07 Jun 2021 | 08:45 UTC

China's independent refineries rush to buy straight-run fuel oil as crude quotas to fall short

Highlights

Four refineries take cargoes for Jun/Jul delivery

Around 80 mil mt quota available for Jun-Dec

Using fuel oil lifts cost by $31/mt

China's independent refineries rushed to shop at least 210,000 mt of straight-run fuel oil to secure adequate feedstock barrels as they will be short of imported crude oil quotas in the second half of the year, refinery and trade sources told S&P Global Platts June 5-6.

At least four Shandong-based independent refineries have taken eight MR-sized cargoes of straight-run fuel oil recently for late-June or early-July delivery, and most of the deals were done in June, according to the sources.

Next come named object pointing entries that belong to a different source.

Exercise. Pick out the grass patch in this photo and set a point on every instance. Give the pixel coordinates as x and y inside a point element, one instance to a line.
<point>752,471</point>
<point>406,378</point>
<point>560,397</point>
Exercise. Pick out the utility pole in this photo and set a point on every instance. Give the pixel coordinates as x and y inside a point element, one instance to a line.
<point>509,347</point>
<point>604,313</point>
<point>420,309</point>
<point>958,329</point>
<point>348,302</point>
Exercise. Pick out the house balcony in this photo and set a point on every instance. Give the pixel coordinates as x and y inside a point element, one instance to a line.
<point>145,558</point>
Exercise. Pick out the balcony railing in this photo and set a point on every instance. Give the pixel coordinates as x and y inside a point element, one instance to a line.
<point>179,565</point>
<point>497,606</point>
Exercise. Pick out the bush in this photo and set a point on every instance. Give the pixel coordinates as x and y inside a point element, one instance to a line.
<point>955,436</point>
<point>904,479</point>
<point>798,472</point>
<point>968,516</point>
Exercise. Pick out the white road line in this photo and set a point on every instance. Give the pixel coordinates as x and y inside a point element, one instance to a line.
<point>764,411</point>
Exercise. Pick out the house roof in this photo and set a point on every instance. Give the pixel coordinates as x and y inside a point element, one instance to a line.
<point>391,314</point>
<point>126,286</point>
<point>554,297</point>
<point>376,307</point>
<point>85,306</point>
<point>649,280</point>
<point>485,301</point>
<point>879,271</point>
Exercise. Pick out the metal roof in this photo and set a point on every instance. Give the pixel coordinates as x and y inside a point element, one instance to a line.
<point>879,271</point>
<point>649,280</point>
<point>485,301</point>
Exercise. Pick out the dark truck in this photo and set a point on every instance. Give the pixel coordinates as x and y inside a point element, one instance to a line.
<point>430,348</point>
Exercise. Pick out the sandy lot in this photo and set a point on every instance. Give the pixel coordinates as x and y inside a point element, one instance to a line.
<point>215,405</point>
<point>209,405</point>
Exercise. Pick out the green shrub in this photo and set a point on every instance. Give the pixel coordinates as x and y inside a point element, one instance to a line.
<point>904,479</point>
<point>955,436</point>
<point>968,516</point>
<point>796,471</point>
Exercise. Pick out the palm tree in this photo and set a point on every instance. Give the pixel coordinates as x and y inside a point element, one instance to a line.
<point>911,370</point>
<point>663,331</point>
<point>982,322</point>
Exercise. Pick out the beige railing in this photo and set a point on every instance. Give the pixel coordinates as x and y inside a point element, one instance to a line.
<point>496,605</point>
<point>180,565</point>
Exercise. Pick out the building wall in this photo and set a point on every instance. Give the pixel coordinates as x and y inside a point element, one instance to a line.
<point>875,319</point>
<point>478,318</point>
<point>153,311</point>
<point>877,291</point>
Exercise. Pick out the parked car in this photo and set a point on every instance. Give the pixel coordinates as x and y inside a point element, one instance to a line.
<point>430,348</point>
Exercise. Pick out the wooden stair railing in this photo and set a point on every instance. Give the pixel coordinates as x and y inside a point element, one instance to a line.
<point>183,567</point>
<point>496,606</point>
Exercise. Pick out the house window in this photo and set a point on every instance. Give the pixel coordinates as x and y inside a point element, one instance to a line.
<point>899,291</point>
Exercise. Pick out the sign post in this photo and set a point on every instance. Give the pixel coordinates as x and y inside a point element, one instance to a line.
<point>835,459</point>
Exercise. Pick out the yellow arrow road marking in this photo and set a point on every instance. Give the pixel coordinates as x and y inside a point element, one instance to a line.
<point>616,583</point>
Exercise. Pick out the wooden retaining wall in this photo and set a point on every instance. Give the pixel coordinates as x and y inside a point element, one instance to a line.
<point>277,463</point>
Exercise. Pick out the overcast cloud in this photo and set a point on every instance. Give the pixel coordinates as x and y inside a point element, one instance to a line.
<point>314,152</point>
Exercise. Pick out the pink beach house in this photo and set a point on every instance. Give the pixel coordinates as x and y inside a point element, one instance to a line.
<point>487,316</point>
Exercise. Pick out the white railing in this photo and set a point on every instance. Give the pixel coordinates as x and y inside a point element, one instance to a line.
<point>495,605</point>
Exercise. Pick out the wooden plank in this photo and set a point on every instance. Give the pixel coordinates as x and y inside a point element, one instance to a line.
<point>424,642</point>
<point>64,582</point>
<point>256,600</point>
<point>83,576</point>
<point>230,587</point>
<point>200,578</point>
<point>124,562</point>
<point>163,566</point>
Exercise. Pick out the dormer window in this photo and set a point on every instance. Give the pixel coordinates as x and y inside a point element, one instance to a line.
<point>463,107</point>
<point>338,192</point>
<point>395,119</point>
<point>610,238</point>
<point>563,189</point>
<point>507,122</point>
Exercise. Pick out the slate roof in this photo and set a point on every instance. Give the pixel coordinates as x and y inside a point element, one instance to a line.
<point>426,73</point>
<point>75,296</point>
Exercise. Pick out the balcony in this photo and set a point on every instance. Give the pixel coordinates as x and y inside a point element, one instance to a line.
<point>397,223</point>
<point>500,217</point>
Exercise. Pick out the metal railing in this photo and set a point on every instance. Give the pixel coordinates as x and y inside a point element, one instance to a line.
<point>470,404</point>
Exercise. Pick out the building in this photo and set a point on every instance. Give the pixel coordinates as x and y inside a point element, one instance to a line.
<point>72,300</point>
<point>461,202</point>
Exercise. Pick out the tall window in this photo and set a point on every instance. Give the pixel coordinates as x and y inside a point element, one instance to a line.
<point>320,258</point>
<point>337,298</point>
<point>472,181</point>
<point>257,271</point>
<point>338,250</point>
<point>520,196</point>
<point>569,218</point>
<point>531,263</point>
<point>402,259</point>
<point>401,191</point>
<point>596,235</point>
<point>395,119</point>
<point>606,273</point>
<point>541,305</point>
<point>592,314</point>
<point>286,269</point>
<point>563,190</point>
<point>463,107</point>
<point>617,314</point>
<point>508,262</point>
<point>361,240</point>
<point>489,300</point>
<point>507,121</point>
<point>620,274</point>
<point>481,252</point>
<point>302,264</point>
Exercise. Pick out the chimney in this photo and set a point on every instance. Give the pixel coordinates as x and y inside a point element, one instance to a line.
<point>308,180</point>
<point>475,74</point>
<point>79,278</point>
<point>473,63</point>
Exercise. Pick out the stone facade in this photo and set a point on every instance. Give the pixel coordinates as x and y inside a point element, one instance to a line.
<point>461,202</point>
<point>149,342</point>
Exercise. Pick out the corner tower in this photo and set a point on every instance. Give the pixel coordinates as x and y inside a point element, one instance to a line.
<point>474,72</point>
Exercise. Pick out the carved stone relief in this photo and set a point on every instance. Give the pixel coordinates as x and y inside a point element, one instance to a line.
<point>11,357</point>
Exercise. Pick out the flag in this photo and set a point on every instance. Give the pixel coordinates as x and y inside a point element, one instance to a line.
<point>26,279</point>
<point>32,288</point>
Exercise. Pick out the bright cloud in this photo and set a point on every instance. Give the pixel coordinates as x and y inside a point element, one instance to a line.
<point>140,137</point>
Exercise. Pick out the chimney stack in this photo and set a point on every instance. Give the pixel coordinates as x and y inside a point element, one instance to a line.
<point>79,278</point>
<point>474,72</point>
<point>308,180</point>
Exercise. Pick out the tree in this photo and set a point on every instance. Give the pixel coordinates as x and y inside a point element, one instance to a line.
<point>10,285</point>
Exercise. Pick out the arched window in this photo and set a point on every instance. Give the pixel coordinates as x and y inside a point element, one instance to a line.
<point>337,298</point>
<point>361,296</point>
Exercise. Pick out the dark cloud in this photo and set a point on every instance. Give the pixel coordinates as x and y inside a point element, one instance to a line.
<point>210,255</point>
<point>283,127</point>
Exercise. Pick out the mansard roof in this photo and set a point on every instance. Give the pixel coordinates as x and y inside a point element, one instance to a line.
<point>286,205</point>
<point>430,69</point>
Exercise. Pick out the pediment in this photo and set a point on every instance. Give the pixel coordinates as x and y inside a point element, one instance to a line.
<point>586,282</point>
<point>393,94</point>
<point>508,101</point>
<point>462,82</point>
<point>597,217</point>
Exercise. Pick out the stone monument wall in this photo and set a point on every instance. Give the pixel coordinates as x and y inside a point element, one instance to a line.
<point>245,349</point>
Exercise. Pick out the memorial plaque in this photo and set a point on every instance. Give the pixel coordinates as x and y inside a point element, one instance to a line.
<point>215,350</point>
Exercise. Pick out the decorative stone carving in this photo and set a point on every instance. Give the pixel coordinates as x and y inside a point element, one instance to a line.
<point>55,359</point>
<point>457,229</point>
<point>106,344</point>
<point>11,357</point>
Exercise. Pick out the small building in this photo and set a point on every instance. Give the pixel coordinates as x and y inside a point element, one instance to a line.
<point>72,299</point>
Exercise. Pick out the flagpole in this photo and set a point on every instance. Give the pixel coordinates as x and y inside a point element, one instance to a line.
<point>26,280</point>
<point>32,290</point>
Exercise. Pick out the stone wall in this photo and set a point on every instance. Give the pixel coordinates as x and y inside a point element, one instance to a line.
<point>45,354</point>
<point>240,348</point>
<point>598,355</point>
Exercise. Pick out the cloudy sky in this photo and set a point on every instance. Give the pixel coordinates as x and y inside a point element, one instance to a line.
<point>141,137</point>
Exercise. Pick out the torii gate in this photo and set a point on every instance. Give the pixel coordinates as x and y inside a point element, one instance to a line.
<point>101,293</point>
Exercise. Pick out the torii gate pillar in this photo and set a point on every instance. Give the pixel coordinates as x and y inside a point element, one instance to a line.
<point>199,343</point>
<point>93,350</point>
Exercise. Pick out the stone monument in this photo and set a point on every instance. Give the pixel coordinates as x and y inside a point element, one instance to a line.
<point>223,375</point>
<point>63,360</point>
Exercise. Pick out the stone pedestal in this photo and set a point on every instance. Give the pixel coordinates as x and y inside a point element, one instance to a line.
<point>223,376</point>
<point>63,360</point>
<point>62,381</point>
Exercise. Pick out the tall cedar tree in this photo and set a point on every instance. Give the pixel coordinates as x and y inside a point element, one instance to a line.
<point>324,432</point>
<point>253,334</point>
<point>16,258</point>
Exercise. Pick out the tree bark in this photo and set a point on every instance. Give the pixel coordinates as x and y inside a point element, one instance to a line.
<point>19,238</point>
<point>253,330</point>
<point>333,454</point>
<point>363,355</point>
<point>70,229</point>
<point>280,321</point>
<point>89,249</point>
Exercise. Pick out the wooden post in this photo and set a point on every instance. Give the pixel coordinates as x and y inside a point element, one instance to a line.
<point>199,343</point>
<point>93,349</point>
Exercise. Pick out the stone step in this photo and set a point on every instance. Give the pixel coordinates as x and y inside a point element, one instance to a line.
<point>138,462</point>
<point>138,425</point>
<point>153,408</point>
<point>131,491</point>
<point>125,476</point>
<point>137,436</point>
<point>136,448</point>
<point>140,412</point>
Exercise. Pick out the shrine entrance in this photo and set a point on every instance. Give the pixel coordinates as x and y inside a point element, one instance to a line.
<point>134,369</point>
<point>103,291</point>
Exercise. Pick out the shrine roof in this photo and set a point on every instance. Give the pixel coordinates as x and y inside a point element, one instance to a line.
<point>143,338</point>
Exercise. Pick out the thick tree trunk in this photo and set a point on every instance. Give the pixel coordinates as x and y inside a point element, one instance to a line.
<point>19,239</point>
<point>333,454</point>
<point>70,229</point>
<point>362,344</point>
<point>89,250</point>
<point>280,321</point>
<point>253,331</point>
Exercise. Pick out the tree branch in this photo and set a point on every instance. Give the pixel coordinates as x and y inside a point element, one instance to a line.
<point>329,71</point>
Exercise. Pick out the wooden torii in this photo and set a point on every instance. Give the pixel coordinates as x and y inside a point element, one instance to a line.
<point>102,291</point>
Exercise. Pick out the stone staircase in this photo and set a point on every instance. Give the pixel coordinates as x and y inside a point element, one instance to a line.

Those include four cargoes bought by Haike Petrochemical comprising three 280 CST fuel oil cargoes and one 380 CST fuel oil cargo for second-half June delivery, according to a company source.

The premiums for the 280 CST fuel oil were at $70/mt against the Mean of Platts Singapore assessment, CFR.

Chambroad Petrochemical and Dongming Petrochemical also have booked 380 CST fuel oil due to arrive later this month, with a minimum of one MR-sized cargo each.

Dongfang Hualong Petrochemical bought a fuel oil cargo in the week ended June 5.

Crude quota shortage

"Quite a few independent refineries have bought fuel oil, which is reasonable due to crude oil import quota shortage," the source with Haike Petrochemical said.

Straight-run fuel oil was used by refiners to produce oil products, such as cracking feedstock Russian M100 and Indonesian lower sulfur waxy residue, despite the barrels attracting Yuan 1,218/mt in consumption tax until the consumption tax-free bitumen blend became popular in 2014 and the refineries gained access to more competitive imported crudes in 2015.

However, Beijing has introduced a consumption tax on imported bitumen blend and cargoes of blended heavy crudes at the same rate as fuel oil from June 12, leading to independent refineries' imported crude feedstock to be largely restricted to their crude import quotas.

The independent refineries imported 8.86 million mt of bitumen blend in January-May on top of 71.81 million mt of crude in the same period, according to S&P Global Platts data. In contrast, 102.68 million mt of crude import quotas were allocated to the refineries for 2021, and about 48 million mt quotas were expected to be issued in the second batch of quota allocations for this year. This suggests around 80 million mt of quota available for the rest of the year when access to bitumen blend imports is effectively blocked.

To ensure sufficient feedstock, independent refiners emerged again in the fuel oil market, as the barrel is subjected to less import tax at 1% of its value rather than 8% for bitumen blend.

"Independent refineries would rearrange their tax cost allocation among their feedstock slate, and partly pass the consumption tax cost to oil product end-users if they need to import fuel oil," a Qingdao-based market source said.

The refiners would report higher petrochemical product yield from the crude imported via quotas to offset consumption tax costs too, the sources added.

The consumption tax collected while importing fuel oil would pass on to buyers when their refined oil products are sold, and petrochemical products are consumption tax-free as China encourages their production, according to the country's taxation policy.

Limited appetite

However, independent refiners' appetite is limited as such arrangement would narrow their profit, refining sources and analysts said.

Refiners need to pay the tax when importing the fuel oil barrels, squeezing their cash flow until they sell the oil product barrels in at least a few weeks' time.

Moreover, "it will add about Yuan 200/mt [$31.26/mt] to a refinery's total cost, meaning that independent refineries will have to raise their products prices when selling in the domestic market, and thus lose their low price advantage against state-owned peers," a source with a Shandong-based refinery said.

It is only the relatively comprehensive independent refineries with a complex product slate and longer value chain that are able to partly digest the tax costs this way, the sources said.

"Those simple teapots [independent refineries] with only crude distillation units have less product slate to reallocate their tax logically, which may be phased out in this round of competition," a Jiangsu-based refining source said.